Dengan durasi yang sama, 10 menit presentasi dan 40 menit sesi tanya jawab peserta ketiga memasuki ruangan sidang dan siap untuk menyampaikan materinya.
Melahirkan total 4 tulisan selama magang, lagi-lagi saya tergelitik dengan satu judul yang ternyata menyimpan banyak sekali kisah perjuangan pegawai PLN. Judul tersebut adalah “Demi Nias Benderang, Operator PLN Rela Tidur Di Masjid”. Dalam tulisan tersebut menjelaskan sebanyak 95 orang petugas PLN dari wilayah seluruh Sumatera datang ke Nias dengan sebutan relawan hingga tidur di masjid kantor karena tidak tertampung lagi di hotel dan penginapan.
Berdasarkan pengetahuan yang saya dapatkan di Kompasiana, dari Mas Isjet di salah satu acara Nangkring Kompasiana yang saya ikuti, Judul tulisan adalah pintu gerbang yang menjadi penentu apakah pembaca tertarik untuk masuk ke dalamnya atau tidak. Menempatkan diri sebagai pembaca, judul ini membuat saya penasaran hingga memunculkan satu pertanyaan.

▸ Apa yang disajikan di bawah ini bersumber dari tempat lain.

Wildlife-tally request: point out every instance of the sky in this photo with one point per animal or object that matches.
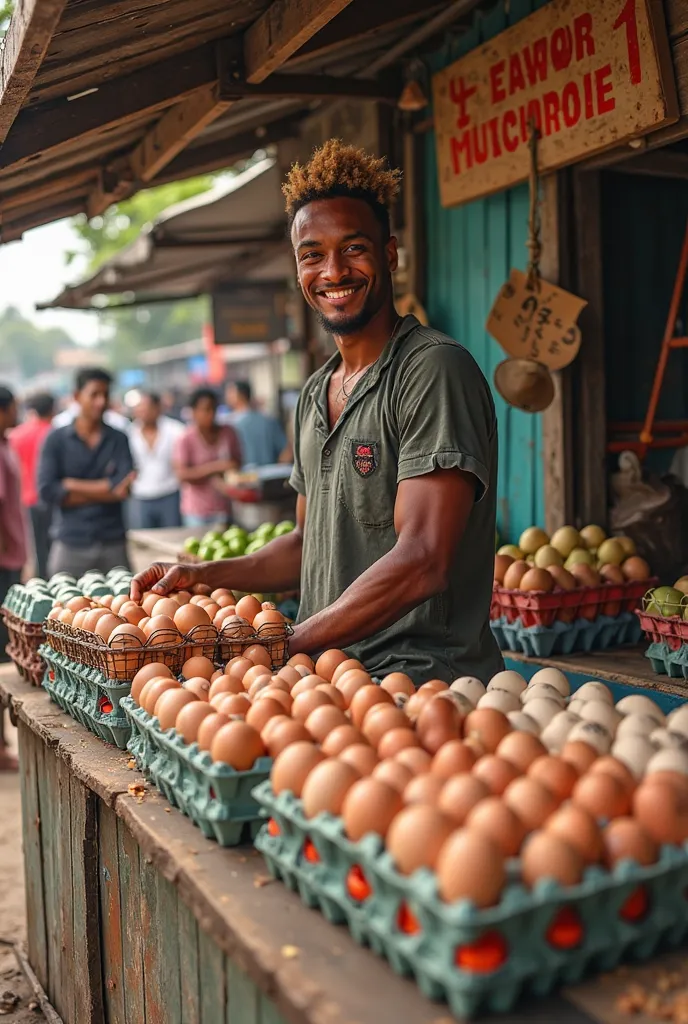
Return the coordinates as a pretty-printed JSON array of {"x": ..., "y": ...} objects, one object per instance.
[{"x": 34, "y": 270}]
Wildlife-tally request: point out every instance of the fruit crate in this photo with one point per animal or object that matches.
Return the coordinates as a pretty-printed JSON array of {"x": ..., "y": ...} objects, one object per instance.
[
  {"x": 531, "y": 942},
  {"x": 215, "y": 797},
  {"x": 566, "y": 638}
]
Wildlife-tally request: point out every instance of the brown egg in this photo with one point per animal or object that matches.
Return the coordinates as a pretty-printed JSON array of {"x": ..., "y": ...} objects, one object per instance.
[
  {"x": 546, "y": 855},
  {"x": 282, "y": 734},
  {"x": 169, "y": 705},
  {"x": 423, "y": 788},
  {"x": 347, "y": 666},
  {"x": 324, "y": 720},
  {"x": 395, "y": 739},
  {"x": 370, "y": 806},
  {"x": 394, "y": 773},
  {"x": 521, "y": 749},
  {"x": 238, "y": 744},
  {"x": 397, "y": 682},
  {"x": 199, "y": 686},
  {"x": 496, "y": 772},
  {"x": 452, "y": 759},
  {"x": 293, "y": 766},
  {"x": 417, "y": 836},
  {"x": 471, "y": 866},
  {"x": 363, "y": 699},
  {"x": 259, "y": 714},
  {"x": 531, "y": 801},
  {"x": 491, "y": 817},
  {"x": 626, "y": 838},
  {"x": 327, "y": 786},
  {"x": 460, "y": 795},
  {"x": 579, "y": 754},
  {"x": 381, "y": 720},
  {"x": 328, "y": 662},
  {"x": 361, "y": 757},
  {"x": 189, "y": 719},
  {"x": 602, "y": 795},
  {"x": 577, "y": 827},
  {"x": 157, "y": 669},
  {"x": 488, "y": 726},
  {"x": 340, "y": 738},
  {"x": 558, "y": 775}
]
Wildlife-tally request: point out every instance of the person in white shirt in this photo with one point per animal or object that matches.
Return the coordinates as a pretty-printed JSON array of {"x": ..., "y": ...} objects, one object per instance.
[{"x": 155, "y": 493}]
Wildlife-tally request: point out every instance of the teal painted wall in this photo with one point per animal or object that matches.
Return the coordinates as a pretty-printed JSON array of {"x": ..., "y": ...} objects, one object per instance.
[{"x": 471, "y": 250}]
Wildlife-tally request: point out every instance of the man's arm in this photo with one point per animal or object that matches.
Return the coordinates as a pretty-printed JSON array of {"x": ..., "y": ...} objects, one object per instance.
[{"x": 430, "y": 516}]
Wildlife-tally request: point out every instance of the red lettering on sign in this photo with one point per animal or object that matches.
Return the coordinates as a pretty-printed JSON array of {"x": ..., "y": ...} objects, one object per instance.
[
  {"x": 583, "y": 30},
  {"x": 604, "y": 87},
  {"x": 499, "y": 93}
]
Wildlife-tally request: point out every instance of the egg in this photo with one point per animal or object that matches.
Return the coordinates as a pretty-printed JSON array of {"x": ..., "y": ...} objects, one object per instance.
[
  {"x": 626, "y": 839},
  {"x": 552, "y": 677},
  {"x": 549, "y": 856},
  {"x": 416, "y": 837},
  {"x": 532, "y": 802},
  {"x": 492, "y": 818},
  {"x": 326, "y": 787},
  {"x": 557, "y": 774},
  {"x": 370, "y": 806},
  {"x": 238, "y": 744},
  {"x": 470, "y": 687},
  {"x": 292, "y": 768},
  {"x": 471, "y": 866},
  {"x": 189, "y": 718}
]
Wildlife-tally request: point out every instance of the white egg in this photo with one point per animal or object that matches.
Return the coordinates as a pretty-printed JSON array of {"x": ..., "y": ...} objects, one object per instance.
[
  {"x": 512, "y": 681},
  {"x": 593, "y": 691},
  {"x": 553, "y": 677},
  {"x": 636, "y": 704}
]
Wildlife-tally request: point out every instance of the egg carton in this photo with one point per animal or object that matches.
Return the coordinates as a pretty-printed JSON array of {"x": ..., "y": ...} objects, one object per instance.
[
  {"x": 563, "y": 638},
  {"x": 215, "y": 797},
  {"x": 532, "y": 942}
]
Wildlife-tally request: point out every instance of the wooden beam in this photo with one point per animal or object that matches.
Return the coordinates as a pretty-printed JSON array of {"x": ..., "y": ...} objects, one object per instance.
[
  {"x": 282, "y": 31},
  {"x": 25, "y": 45}
]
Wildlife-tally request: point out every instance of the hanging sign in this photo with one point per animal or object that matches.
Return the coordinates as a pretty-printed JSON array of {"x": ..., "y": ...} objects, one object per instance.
[
  {"x": 536, "y": 323},
  {"x": 592, "y": 74}
]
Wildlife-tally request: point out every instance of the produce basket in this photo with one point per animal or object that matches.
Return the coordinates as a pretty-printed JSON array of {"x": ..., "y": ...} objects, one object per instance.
[{"x": 532, "y": 941}]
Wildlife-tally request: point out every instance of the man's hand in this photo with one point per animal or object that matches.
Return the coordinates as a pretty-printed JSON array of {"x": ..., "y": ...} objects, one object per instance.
[{"x": 162, "y": 578}]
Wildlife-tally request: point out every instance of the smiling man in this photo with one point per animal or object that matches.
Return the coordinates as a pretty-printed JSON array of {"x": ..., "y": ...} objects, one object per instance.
[{"x": 395, "y": 455}]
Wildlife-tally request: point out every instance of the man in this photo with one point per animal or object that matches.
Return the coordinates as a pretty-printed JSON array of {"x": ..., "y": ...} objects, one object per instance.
[
  {"x": 85, "y": 473},
  {"x": 263, "y": 440},
  {"x": 204, "y": 453},
  {"x": 27, "y": 441},
  {"x": 12, "y": 537},
  {"x": 395, "y": 456},
  {"x": 155, "y": 501}
]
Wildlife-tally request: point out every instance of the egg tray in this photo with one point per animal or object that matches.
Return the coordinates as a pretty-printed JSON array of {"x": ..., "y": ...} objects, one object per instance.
[
  {"x": 561, "y": 638},
  {"x": 87, "y": 696},
  {"x": 538, "y": 608},
  {"x": 536, "y": 940},
  {"x": 215, "y": 797}
]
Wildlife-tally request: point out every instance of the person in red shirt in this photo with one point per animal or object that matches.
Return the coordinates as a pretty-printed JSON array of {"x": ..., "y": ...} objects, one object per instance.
[{"x": 27, "y": 441}]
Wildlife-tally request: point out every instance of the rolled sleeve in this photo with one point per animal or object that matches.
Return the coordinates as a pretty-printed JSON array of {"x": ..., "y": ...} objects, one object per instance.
[{"x": 446, "y": 415}]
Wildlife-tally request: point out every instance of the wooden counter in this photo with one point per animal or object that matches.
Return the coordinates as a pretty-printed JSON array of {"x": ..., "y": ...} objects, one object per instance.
[{"x": 134, "y": 916}]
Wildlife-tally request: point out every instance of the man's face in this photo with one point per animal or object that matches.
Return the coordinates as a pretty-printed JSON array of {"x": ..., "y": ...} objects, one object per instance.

Membaca judul ini, sebagai pembaca yang belum mengetahui informasi teraktual, hal pertama yang terbersit adalah “Terus, kalau harus tidur di masjid kenapa? Bukankah itu tanggungjawab mereka?” Bagi saya sendiri, kasarnya judul ini sebagai salah satu cara PLN untuk mencari perhatian masyarakat dengan menjelaskan pengorbanan yang mereka lakukan.
Usut punya usut, tulisan ini menjelaskan mengenai integritas pegawai PLN terhadap masyarakat. Bahkan kisah perjuangan para relawan yang sebenarnya di dalam tulisan ini pun tidak begitu diulas, hal yang paling penting untuk di up adalah bagaimana caranya agar gelap bisa terusir dan masyarakat bisa menikmati kembali cahaya.
Ketika saya sendiri masih sibuk mencari pilihan judul yang mungkin lebih tepat untuk menggantikan judul tersebut (setidaknya menurut saya) sembari mendengarkan penjelasan Beliau, kesibukan benak saya sirna saat itu juga setelah mendengarkan kisah yang sebenarnya. Tidak pelak kisah yang disampaikan oleh Beliau mendapatkan sambutan tepuk tangan yang meriah dari Kompasianer dan juri di ruang Teuku Umar.
Setelah dipaparkan panjang lebar, saya sendiri setuju dengan pemilihan judul tersebut. Sudah selayaknya masyarakat mengetahui bagaimana perjuangan PLN untuk melayani. Dengan demikian masyarakat tidak begitu enteng untuk mengeluarkan komentar pedas saat listrik padam.
Integritas yang dikisahkan juga mendapat apresiasi dari Bapak Made. Menurut Beliau kualitas PLN saat ini sudah lebih baik dari sebeluimnya, sehingga bisa sedikit “tebar pesona” namun tetap menjaga integritas tersebut.
Saat ditanya pertanyaan yang sama oleh Mas Isjet mengenai menghilangkan slogan yang beredar di masyarakat, beliau memiliki jawaban yang sama dengan Bapak Bayu, yaitu memberi tahu publik tentang fakta teraktual di lapangan dan tidak berhenti untuk melayani. Konsep menulis selama ini yang menurutnya seperti kebakaran jenggot berubah drastis dengan ilmu yang diterima Beliau selama magang.
Walau mendapatkan apresiasi mengenai tulisan Beliau yang sudah tayang di Kompasiana dari Juri Kompasiana, Bapak Mustaf juga mendapatkan masukan membangun mengenai penulisan opini dari orang yang sama. Hal ini juga berlaku dan dapat diterapkan oleh Kompasianer yang sedang belajar menulis opini termasuk saya sendiri. Hindari memaparkan apa yang tengah terjadi di lapangan, siasati dengan menjelaskan rencana dan progress ke depan.